The Budget left the renewable energy sector feeling let down as not only have its requirements not been met but some of the existing benefits have been taken away, too. An unwelcome change in this regard relates to the custom duty for machinery, instruments, appliances, components or auxiliary equipment, including those required for testing and quality control of solar power generation projects, which was capped at five per cent previously. This exemption has been taken away. Developers would now be burdened by the increased costs of import and this would also lead to litigation under the PPAs for change in law claims.
Instead of a lacklustre attempt to support the solar power industry, the Government would have done well to address the challenges. The complexity of the subsidy structure and involvement of too many agencies, electricity boards and the electricity regulatory commission makes the development of solar PV projects difficult. The Budget should have demolished all these complex structures and focused on critical issues such as financing, which is a major issue for PV manufacturers.
The Government should have installed a robust financing infrastructure, models and arrangements to spur the PV industry and consumption of PV products, besides training and development of human resources to drive industry growth and PV adoption.
This would have had a positive cascading effect and improved intra-industry cooperation for expanding the PV supply chain as well, which would have contributed in lowering costs.

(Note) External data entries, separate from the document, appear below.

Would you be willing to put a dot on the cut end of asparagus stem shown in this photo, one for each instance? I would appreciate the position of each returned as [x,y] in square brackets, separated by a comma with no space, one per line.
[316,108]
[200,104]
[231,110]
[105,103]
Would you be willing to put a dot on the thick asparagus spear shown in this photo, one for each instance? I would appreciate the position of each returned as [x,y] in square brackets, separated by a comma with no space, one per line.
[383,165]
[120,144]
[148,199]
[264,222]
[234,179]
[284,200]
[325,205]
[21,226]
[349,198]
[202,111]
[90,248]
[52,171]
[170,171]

Additionally, the Centre could have focused on the need to build consumer awareness about the technology, economics and right usage of PV products and modules. At the manufacturer end, the awareness could have been driven by sharing technical information through conferences and workshops, in collaborating with balance of systems manufacturers and in gathering and publishing accurate market data, trends and projections. Finally, the Government should have linked the solar energy targets with ‘Make in India’, the ‘Smart City Mission’ and ‘Digital India’. This would have given this promising sector a fresh perspective and ensured the development and transformation of the entire renewable power system in the country.
The writer is an environmental journalist. The views expressed are personal.